Liberal lower court judges do this every day by offering rights and standing to illegal aliens despite the most uninterrupted chain of case law, known as the “plenary power doctrine,” that immigration and border decisions must be left to the political branches. Lower courts are already pushing back against the Trump v. Hawaii decision from just two years ago.

Yet you will not find a single conservative lower court judge going against Roe, which was decided just one year after Baker. Precedent that liberal judges disagree with is regularly disregarded even at the lower court level, yet precedent that Republican judges might disagree with is usually respected, even by Supreme Court justices on an equal plane. This will ensure that bad precedent will never be reversed.

This is also why, to the extent we have agreed federal courts can veto laws in the abstract, the abortion laws from every state that tried them – Georgia, Kentucky, Louisiana, Missouri, Alabama, Mississippi, and Ohio – are now on hold. We’ve seen how most of the non-Thomas justices on the Supreme Court are reluctant to take an appeal without a split circuit, even to defend SCOTUS precedent, such as with right-to-carry and assault weapons bans cases in light of the Heller decision. They most certainly will not take an appeal from these states to overturn Roe.

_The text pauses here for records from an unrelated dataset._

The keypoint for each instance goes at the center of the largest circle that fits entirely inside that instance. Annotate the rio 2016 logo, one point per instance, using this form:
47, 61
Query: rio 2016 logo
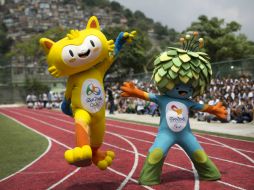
92, 95
176, 116
92, 89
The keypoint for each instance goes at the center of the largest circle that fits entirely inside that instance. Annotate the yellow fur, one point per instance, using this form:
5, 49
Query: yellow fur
84, 56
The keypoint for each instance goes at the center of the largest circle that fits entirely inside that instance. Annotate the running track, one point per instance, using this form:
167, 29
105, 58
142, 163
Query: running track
130, 142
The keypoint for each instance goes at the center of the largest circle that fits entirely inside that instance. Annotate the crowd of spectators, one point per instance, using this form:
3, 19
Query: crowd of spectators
237, 96
45, 100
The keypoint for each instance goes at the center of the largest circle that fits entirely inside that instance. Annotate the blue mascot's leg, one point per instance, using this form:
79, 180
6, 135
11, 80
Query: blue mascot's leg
151, 171
205, 167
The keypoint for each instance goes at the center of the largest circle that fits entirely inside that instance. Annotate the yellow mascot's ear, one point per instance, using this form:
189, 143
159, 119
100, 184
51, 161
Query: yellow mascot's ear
46, 44
93, 23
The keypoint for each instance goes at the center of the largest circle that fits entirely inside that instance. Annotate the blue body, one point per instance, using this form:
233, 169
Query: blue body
182, 135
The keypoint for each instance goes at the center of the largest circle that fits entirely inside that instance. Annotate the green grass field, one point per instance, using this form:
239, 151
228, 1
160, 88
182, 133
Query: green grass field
18, 146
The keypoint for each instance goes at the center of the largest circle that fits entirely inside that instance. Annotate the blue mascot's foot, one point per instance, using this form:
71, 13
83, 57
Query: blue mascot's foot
151, 171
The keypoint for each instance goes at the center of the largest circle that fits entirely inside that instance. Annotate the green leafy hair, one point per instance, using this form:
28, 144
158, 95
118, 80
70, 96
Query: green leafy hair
183, 65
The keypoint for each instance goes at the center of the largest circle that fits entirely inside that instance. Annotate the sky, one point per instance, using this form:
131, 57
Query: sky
179, 14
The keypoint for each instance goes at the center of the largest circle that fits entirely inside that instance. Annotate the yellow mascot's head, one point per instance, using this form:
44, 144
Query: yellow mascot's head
78, 51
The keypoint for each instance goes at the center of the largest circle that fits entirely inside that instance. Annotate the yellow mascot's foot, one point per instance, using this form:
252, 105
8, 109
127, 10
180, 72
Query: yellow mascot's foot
103, 159
79, 156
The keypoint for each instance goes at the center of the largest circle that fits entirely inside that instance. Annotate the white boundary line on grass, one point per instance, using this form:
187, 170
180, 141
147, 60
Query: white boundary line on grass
38, 158
229, 147
127, 177
150, 133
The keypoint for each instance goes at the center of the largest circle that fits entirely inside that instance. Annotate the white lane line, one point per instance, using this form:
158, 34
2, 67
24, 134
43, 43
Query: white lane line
151, 133
213, 144
63, 179
176, 148
144, 156
135, 165
116, 126
230, 185
196, 176
31, 163
229, 147
127, 178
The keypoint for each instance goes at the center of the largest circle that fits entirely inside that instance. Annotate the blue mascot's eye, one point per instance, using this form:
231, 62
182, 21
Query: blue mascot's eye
91, 41
71, 53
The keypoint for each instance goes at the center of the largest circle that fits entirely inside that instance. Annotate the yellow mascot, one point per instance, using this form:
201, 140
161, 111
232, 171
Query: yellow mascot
85, 56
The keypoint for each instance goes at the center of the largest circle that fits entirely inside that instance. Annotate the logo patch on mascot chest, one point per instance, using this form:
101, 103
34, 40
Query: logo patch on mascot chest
92, 95
176, 116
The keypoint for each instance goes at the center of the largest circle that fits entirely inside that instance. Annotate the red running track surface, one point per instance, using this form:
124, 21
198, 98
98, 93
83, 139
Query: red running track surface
130, 142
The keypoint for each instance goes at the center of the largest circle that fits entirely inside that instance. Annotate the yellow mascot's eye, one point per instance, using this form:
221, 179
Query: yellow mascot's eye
84, 53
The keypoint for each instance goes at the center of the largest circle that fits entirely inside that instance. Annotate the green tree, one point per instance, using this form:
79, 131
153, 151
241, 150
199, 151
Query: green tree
35, 86
133, 56
5, 44
222, 40
31, 49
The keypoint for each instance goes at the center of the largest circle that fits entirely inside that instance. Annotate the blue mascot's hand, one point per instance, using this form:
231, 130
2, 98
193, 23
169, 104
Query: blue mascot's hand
66, 107
122, 38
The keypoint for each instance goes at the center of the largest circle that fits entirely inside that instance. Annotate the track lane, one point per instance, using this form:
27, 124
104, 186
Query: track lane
139, 145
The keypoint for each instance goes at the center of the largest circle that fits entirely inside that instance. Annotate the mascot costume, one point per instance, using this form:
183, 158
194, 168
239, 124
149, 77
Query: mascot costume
84, 57
178, 75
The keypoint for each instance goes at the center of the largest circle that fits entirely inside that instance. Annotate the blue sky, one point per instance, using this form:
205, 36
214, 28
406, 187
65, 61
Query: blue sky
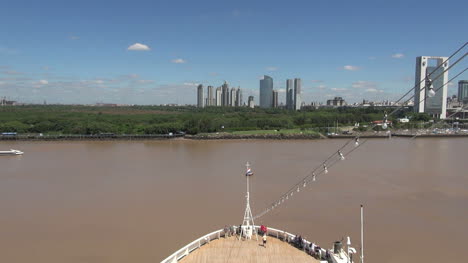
78, 51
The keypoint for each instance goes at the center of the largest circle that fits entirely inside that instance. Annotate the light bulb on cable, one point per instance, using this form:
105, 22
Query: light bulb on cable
341, 155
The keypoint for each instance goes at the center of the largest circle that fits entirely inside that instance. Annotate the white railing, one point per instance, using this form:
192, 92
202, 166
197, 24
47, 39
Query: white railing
199, 242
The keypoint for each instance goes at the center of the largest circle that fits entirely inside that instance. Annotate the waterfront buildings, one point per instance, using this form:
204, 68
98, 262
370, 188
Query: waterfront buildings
424, 101
233, 97
225, 94
210, 100
200, 99
289, 94
266, 92
5, 102
297, 94
275, 99
222, 96
251, 102
238, 97
463, 91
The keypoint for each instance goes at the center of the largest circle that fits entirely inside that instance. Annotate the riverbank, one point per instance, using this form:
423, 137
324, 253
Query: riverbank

To that end, anyone who really wants to protect life, but is selling you a bill of goods that the courts, which caused this problem to begin with, will suddenly solve it, is pitching you a scam. The real solution is to assert, as Lincoln did, that each branch of government gets to use its own powers in accordance with the way it interprets the Constitution. Republicans should promise to use the other two branches to block enforcement of these court opinions the same way the court tries to block the laws’ implementation. We have three co-equal branches of government that go around in a circle, not one branch that stands atop the pyramid of governance.

As Lincoln reminded everybody, the judiciary did not have the exclusive right to declare black Americans not human beings. They ought not to have that right to declare unborn babies nothing but fetal tissue.